The downside? These methods rely entirely on you remembering to check them. They don't track when you last spoke or suggest who needs attention. But they're free, immediate, and beat doing nothing.
When Basic Reminders Aren't Enough
After three months of manually setting reminders, most people hit a wall. You forget to set the next one. Or you have twenty recurring reminders and can't keep track. This is when dedicated apps make sense.
Apple Reminders or Google Tasks with tags. Create a tag called #relationships or #contacts. Tag every relationship-related reminder. Now you can see them all in one list. Add notes like "Last spoke: January 15" or "Kids just started school—ask how it's going." This adds context without needing a separate app.
Your contacts app. Both iOS and Android let you add notes to contact entries. After talking to someone, open their contact card and write "Called about the new job, follow up in 2 weeks." Set a reminder to check that contact's notes. It's clunky but keeps information where you already look.
Simple CRM features in email. Gmail's "Snooze" function works as a basic reminder. Email yourself "Call Sarah about her move" and snooze it for next Friday. When it reappears, act on it. Boomerang and similar plugins take this further, letting you schedule emails to return to your inbox if no reply comes. This works well for professional contacts where email is natural.
These tools bridge the gap between manual effort and full systems. They require some maintenance but give you more structure than phone reminders alone.
Apps Built for Relationship Management
When your network grows past what simple tools can handle, you need software designed for tracking human connections. These apps treat relationships as data worth organizing.
Monica. An open-source personal CRM. You can log conversations, set reminders for birthdays or check-ins, and add notes about people's lives. "Met at conference, has two kids, mentioned wanting to switch careers." The interface is clean and you control your data. The downside: you have to host it yourself or pay for a plan that includes hosting.
Clay. A more polished option that automatically pulls in data from your email and calendar to build contact profiles. It shows you who you haven't talked to in a while and suggests people to reconnect with. The automation saves time but means giving access to your communication history. Some people love this; others find it creepy.

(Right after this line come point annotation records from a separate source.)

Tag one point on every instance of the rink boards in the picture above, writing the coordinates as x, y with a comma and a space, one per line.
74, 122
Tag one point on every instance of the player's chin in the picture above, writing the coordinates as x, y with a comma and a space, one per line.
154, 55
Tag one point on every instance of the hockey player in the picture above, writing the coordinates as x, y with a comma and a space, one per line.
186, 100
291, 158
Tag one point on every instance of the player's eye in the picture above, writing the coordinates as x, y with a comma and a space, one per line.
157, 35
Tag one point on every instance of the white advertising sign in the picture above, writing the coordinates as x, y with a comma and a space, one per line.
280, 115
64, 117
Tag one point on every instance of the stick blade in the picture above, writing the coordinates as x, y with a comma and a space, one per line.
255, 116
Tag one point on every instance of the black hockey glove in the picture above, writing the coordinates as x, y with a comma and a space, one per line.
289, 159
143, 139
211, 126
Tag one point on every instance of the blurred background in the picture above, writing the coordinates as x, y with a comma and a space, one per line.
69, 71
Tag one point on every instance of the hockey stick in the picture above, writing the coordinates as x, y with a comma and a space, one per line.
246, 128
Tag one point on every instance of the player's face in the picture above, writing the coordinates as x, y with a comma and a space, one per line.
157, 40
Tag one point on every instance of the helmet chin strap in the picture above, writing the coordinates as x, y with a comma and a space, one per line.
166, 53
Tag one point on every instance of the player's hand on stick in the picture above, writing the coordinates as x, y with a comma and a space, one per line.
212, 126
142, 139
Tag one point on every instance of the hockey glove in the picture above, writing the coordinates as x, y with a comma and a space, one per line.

Airtable or Notion. Build a custom relationship tracker. Create fields for "Last Contact Date," "Next Reminder," "Important Details." The flexibility is unlimited—you can add a field for "Favorite Coffee Shop" or "Kids' Names." The trade-off is setup time. You'll spend hours building the perfect system before sending a single text.
These tools excel at contact reminders and connection habits. They answer the question "Who haven't I talked to?" before you realize you need to ask it. The investment is higher, but so are the returns if you maintain a large network.
Building Systems That Actually Last
Tools fail when they require more effort than the actual relationship maintenance. A system that works has to be easier than forgetting.
The tiered approach. Divide your people into three groups. Close friends: contact weekly. Important colleagues: monthly. Everyone else: quarterly. Assign each tier a day. Sundays for close friends, first Monday of the month for colleagues, start of each quarter for the rest. When the day arrives, you know exactly who to contact.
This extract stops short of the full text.